Filipino-Chinese businesswoman

Robina Gokongwei-Pe (born July 15, 1962) is a Filipino businesswoman who is currently the chairperson of Robinsons Retail. She is the daughter of late tycoon John Gokongwei and Elizabeth Yu-Gokongwei.

== Business ==
Gokongwei served as the president and COO of Robinsons Retail in 1997 and was then appointed as president and CEO of the company in 2018 before stepping down from both positions and transitioning to chairman on January 1, 2025.

She is also a director of JG Summit Holdings, Robinsons Land, Cebu Pacific, and the now defunct Robinsons Bank Corporation. She is a trustee and the secretary of the Gokongwei Brothers Foundation, Inc. and a trustee of the Immaculate Concepcion Academy Scholarship Fund.

Gokongwei formerly wrote a column at The Philippine Star named Chicken Feed.

== Kidnapping victim ==
Gokongwei was once kidnapped in the 1970s, only to be saved later by a unit of the Metrocom Intelligence and Security Group (MISG) led by Ping Lacson. When Lacson ran in 2022, she supported his campaign.

== Sports ==
Gokongwei is a sponsor and patron for her alma mater's men's basketball team, the UP Fighting Maroons.

== Personal life ==
Gokongwei is married to Perry Pe, a lawyer from Ateneo de Manila University. They have a son, Justin.

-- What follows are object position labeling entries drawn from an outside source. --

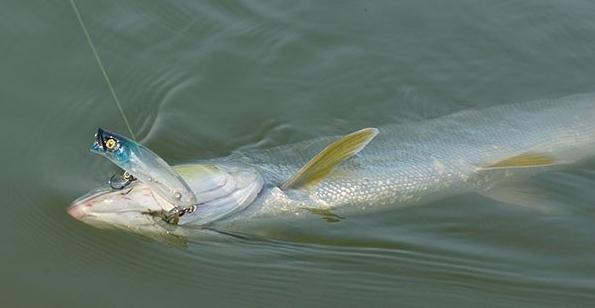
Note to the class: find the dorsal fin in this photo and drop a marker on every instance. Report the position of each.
(525, 160)
(335, 153)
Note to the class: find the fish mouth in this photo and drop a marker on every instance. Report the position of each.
(78, 207)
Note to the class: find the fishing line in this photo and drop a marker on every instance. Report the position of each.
(103, 71)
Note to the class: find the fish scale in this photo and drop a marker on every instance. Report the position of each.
(417, 161)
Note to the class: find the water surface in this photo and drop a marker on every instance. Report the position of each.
(199, 79)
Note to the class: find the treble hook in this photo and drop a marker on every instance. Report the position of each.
(119, 182)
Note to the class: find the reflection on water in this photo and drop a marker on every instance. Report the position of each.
(201, 79)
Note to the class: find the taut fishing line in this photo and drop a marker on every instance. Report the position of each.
(103, 71)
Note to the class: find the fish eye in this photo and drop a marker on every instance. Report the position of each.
(112, 144)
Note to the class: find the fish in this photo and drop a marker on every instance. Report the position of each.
(488, 151)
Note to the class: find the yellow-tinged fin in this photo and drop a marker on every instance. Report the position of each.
(525, 160)
(335, 153)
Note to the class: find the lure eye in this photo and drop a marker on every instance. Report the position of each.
(112, 144)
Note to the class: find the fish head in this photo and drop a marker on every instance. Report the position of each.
(144, 165)
(221, 189)
(130, 208)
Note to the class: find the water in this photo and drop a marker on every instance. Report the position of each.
(201, 79)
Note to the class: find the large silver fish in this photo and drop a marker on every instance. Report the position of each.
(471, 151)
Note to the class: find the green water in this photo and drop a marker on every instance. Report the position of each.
(199, 79)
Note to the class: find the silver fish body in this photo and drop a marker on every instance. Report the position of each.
(417, 161)
(405, 164)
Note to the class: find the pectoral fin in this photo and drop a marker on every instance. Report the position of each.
(324, 162)
(525, 160)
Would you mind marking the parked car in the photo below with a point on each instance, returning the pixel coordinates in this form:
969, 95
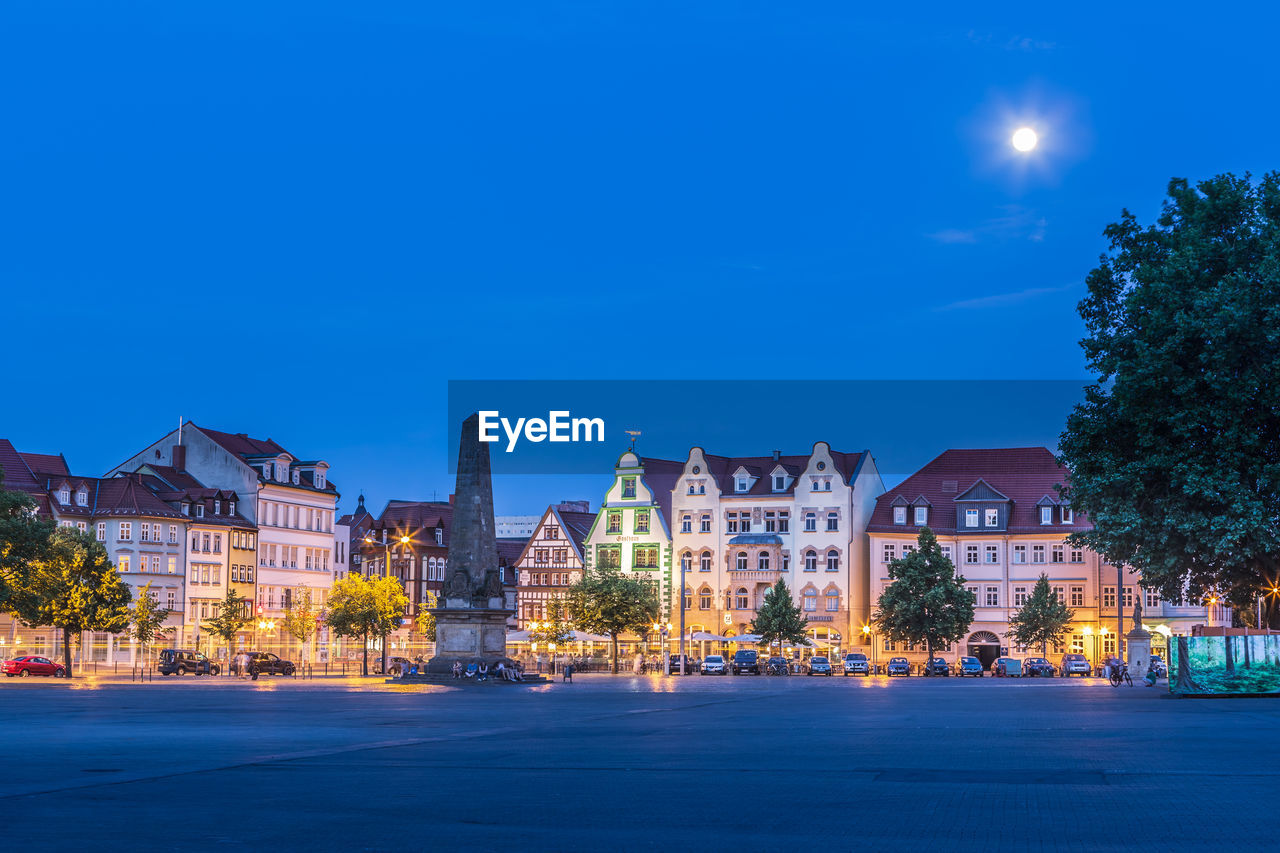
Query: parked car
1074, 664
856, 664
264, 662
745, 661
675, 665
179, 661
30, 665
819, 666
713, 665
969, 666
1008, 667
1038, 667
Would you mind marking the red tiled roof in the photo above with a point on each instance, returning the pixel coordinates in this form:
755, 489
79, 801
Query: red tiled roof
1023, 474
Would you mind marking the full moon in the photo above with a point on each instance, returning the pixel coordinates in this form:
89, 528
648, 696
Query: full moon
1024, 138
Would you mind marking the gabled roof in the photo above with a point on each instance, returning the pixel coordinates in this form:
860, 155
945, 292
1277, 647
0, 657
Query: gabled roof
1022, 475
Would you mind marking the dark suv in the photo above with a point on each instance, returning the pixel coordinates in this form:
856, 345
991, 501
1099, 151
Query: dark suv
263, 664
745, 661
179, 661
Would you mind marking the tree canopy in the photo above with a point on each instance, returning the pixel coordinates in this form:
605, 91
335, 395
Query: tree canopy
607, 601
1042, 619
1175, 451
74, 587
926, 601
780, 619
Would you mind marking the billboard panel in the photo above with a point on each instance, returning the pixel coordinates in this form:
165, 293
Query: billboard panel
1225, 665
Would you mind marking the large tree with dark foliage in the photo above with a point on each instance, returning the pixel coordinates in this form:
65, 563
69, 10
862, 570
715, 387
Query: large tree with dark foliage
1175, 451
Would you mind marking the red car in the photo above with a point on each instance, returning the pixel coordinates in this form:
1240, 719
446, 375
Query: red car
31, 665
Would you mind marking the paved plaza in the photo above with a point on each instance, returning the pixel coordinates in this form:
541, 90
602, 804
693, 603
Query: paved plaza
634, 763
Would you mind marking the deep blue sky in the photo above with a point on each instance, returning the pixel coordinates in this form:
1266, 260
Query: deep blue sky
301, 220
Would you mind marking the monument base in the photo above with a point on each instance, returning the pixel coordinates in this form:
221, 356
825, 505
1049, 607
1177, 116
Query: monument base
470, 635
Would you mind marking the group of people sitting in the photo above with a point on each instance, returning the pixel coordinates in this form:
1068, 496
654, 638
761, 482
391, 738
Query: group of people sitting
480, 671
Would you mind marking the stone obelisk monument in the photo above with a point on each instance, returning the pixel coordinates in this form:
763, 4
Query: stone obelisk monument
471, 624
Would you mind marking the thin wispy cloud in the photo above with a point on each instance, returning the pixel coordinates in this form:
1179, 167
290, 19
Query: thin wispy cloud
997, 300
1016, 223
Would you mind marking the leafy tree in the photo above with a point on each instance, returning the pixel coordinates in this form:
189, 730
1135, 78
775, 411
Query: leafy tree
607, 601
76, 588
1042, 620
300, 617
23, 542
1175, 451
146, 619
361, 607
231, 616
780, 619
926, 601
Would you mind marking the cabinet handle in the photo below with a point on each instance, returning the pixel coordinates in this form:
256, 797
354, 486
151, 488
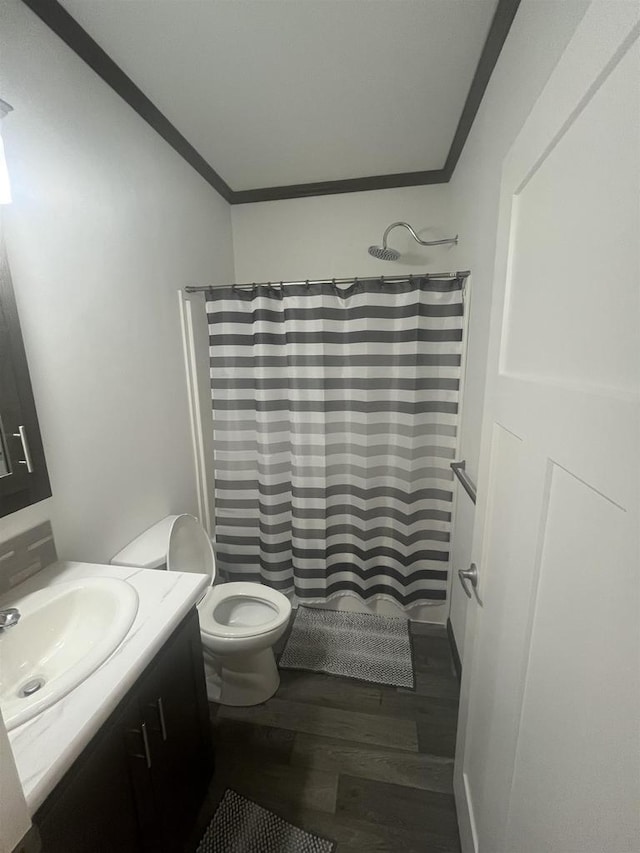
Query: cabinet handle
145, 742
163, 726
22, 435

== Robinsons Galleria urban legend ==

Gokongwei has on several occasions poked fun at a long-running urban legend claiming that a "half-snake, half-man" creature believed to be her twin sibling lives in the department store at Robinsons Galleria by posing with snake decorations and wearing a snake-themed headdress at a public event.